In my opinion the article is well written. Research methods are modern and correspond to the task. The conclusions are well founded.In principle, the article can be published as presented, but I have two small remarks:

1. Figure 2B. Divisions on the axis are practically not separated from each other. It would be nice to enlarge the picture.

2. supplementary. Figure S2. Please check the caption below the picture.

Author Response

Dear reviewer,

 

Thank you for your suggestions which are important to improve the presentation of our results. Indeed, we completed the Fig. legend of Suppl. Fig. 2  and the Fig. 2 was enlarged to allow better discrimination between the different conditions.

Reviewer 2 Report

The article "The Mycobacterium bovis BCG GroEL1 contributes to isoniazid tolerance in a dormant-like state model" describes how M. bovis BCG becames sensitive to isoniazid, when in a dormancy state, if lacks of the GroEL protein.

The article is based on previous authors studies and describes the different effect of Isoniazid on BCG during a common state of replication respect to the dormancy state, in both strains, with and without GroEL1.

The reported experiments are well described and the reasoning is clear and supported by evidences. Anyway, I personally feel the lack of identification of real mechanisms at the base of the sensitivity in dormancy state of the strain lacking of GroEL. Let me better explain my point: GroEL is a shaperonin, this means that it is involved in the folding or new synthetized proteins or in saving/mantaining the folding of already existing ones. The first thing that I thought reading the article is that probably, during persistance/dormancy it may be involved in mantaining the folding of some metabolic enzymes, probably enzymes of the ROS metabolism. In this sense it is only indirectly involved in the INH resistance at the reported condition. It would be interesting to read in future studies the identification of the direct resistance mechanism.

 

Have nothing much to say on how to improve the manuscript, just a couple of changing in text organization before pubblication. Following my advices: 

line 118 - please check the paragraph, maybe there is an unwanted start of a new line.

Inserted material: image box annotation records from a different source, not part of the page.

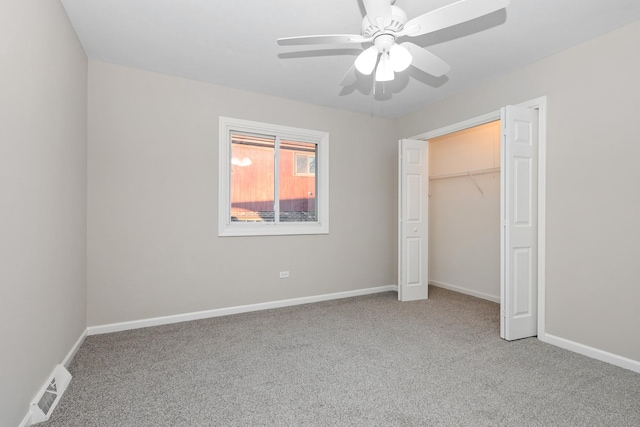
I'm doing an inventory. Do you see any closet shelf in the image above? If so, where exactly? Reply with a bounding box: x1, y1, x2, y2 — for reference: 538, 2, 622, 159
429, 168, 500, 180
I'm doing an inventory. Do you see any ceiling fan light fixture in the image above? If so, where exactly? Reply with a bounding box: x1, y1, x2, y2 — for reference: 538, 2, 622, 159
355, 46, 378, 76
376, 52, 395, 82
389, 43, 413, 73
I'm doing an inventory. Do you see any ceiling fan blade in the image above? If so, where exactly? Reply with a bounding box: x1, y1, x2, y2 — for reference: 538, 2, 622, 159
278, 34, 371, 46
400, 42, 451, 77
340, 64, 358, 87
362, 0, 391, 31
398, 0, 510, 37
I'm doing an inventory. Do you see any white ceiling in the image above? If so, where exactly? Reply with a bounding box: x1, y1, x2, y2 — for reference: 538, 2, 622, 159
61, 0, 640, 117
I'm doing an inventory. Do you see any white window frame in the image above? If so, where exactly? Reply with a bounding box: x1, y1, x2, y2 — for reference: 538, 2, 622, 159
218, 116, 329, 236
293, 151, 316, 176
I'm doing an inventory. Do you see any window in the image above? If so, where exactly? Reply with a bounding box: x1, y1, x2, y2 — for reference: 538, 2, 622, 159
218, 117, 329, 236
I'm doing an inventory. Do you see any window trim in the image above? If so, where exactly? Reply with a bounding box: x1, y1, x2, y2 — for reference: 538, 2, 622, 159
218, 116, 329, 237
293, 151, 316, 176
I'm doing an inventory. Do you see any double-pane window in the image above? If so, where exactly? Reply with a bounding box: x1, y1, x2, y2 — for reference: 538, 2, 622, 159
218, 117, 329, 236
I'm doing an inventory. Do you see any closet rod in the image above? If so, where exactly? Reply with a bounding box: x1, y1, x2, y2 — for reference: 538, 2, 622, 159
429, 168, 500, 179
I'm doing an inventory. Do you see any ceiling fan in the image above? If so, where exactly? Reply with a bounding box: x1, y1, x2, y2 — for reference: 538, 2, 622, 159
278, 0, 510, 86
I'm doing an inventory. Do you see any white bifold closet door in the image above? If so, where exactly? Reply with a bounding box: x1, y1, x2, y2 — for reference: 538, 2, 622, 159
500, 106, 538, 340
398, 139, 429, 301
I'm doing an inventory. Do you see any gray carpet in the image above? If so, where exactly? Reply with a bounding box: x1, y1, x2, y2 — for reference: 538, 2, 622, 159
40, 287, 640, 427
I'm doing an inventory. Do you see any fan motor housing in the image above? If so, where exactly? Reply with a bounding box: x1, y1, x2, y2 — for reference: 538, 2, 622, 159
362, 6, 408, 37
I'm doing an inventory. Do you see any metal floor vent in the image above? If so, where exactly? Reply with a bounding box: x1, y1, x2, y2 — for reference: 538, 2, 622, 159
31, 365, 71, 424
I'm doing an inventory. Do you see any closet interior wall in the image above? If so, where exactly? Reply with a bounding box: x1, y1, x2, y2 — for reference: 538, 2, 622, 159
429, 121, 500, 302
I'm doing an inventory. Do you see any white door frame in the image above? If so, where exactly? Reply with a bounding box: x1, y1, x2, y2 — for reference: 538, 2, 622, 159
410, 96, 547, 341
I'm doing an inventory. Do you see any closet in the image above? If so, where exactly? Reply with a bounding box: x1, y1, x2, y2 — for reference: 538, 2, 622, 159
429, 121, 500, 303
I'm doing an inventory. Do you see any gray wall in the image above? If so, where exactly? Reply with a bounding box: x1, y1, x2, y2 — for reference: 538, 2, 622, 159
0, 0, 87, 426
88, 61, 397, 326
398, 22, 640, 360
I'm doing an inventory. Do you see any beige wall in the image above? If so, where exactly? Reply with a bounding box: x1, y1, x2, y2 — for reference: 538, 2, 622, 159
398, 22, 640, 361
88, 61, 396, 326
0, 0, 87, 426
429, 121, 500, 301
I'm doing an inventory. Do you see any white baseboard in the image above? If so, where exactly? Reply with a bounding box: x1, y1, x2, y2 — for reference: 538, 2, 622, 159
429, 280, 500, 304
18, 329, 87, 427
18, 411, 32, 427
61, 329, 87, 368
538, 334, 640, 373
87, 285, 398, 335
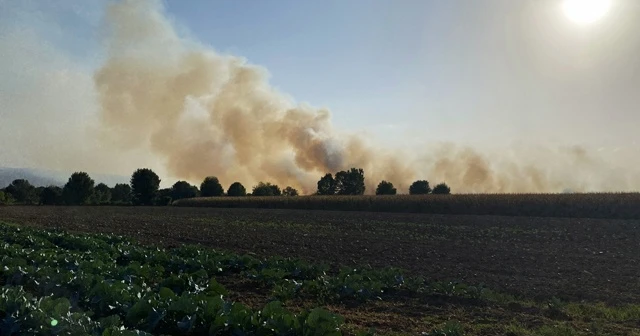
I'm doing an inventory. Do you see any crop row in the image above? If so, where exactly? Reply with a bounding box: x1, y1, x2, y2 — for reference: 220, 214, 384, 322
174, 193, 640, 219
0, 224, 473, 335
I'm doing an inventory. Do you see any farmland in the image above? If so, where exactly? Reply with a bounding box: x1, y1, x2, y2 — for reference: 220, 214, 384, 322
0, 206, 640, 335
174, 193, 640, 219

line 287-288 - it's a bit confusing at a first view where the tagline ends and where the article text begins, you could little separate them.


Thanks for your work.

Author Response

Dear reviewer,

 

Thank you for your suggestions. Indeed, the spaces between paragraphs or between the text and the fig. legends were sometimes confusing. We improved it. Although GroEL1 might not be a classical chaperonin (no high oligomeric conformation and low ATPase activity), we can indeed not exclude this possibility of mechanism and this is now added in the last sentence of the Results and Discussion.